Country Gentleman said:
I have four cords delivered in April adding to it with oak and hickory from my woods and stack it off the ground and uncovered to bake throughout the spring, summer and autumn ready for the winter. We have a large Regency insert.
I wheelbarrow a week's worth to an eight foot rack close to my house each weekend and cover it with a tarp and have the top of my main supply also covered from November however if there is wind and rain it will become exposed and get wet.
Do you lads recommend covering all year round or just closer to burning season? Anyone built a lean to for better coverage than a tarp?
Hey, there, Country. Welcome to the forum.
We here have very different opinions among us about covering firewood stacks. Some of us don't bother at all, some only cover what we plan to use that winter starting in the fall, some swear by keeping everything covered all the time.

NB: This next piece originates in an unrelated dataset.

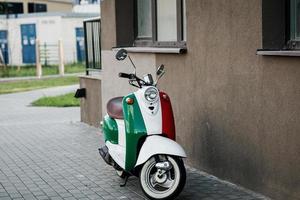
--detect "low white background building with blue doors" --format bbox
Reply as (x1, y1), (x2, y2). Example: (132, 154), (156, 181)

It's really just a matter of convenience for your lifestyle. Rain and/or snow will only wet a fraction of an inch of the outside layer of the wood, and it dries off really fast either outdoors on the stack on a sunny day, even in winter, or faster indoors next to the stove-- like a couple hours. Personally, I hate wrestling with snow-covered tarps more than I do bringing in snow-covered wood and letting it dry inside. And as you point out, stuff gets wet anyway through the sides of the stacks, so I've never really seen much of a point to it.
I do have an enclosed attached woodshed on the back of my old farmhouse, though, and I usually transfer a good lot of my ready-to-burn stuff in there in the fall, and then use it as sort of a staging area when I have the time and inclination. Takes longer to dry out in there than it does in the house, a week or so, but it gets there.
The only thing you absolutely don't want to do is wrap your wood up with plastic because that holds in moisture. Other than that, as far as I can tell, it really doens't make enough difference to matter which way you do it.
If you use the search box on the site and just put in "cover," you'll find a whole lot of past threads full of arguments and disagreements and reasoning. But the important thing to keep in mind is that painful as it is to look out at your nice dry wood in a heavy rainstorm, it really doesn't penetrate into the wood far enough to be a big deal and it dries out very quickly. So you're not going to be damaging the burning quality of your wood if you don't cover it, it's just a matter of personal preference and the ability to plan ahead a few days.
A lean-to is good, as long as the opening isn't facing the prevailing wind direction. You might put something like that in the search box, too. A lot of people have posted pictures to show off their woodshed constructions, and I do remember seeing some pretty nice ones for small supplies right next to the house. But where you are, be careful how much you keep that close and for how long. You have termites down there. I'd guess a week's worth would be the max you'd want to keep so close, but other folks here can tell you more authoritatively than I, since we basically don't have a problem with them up here where I am.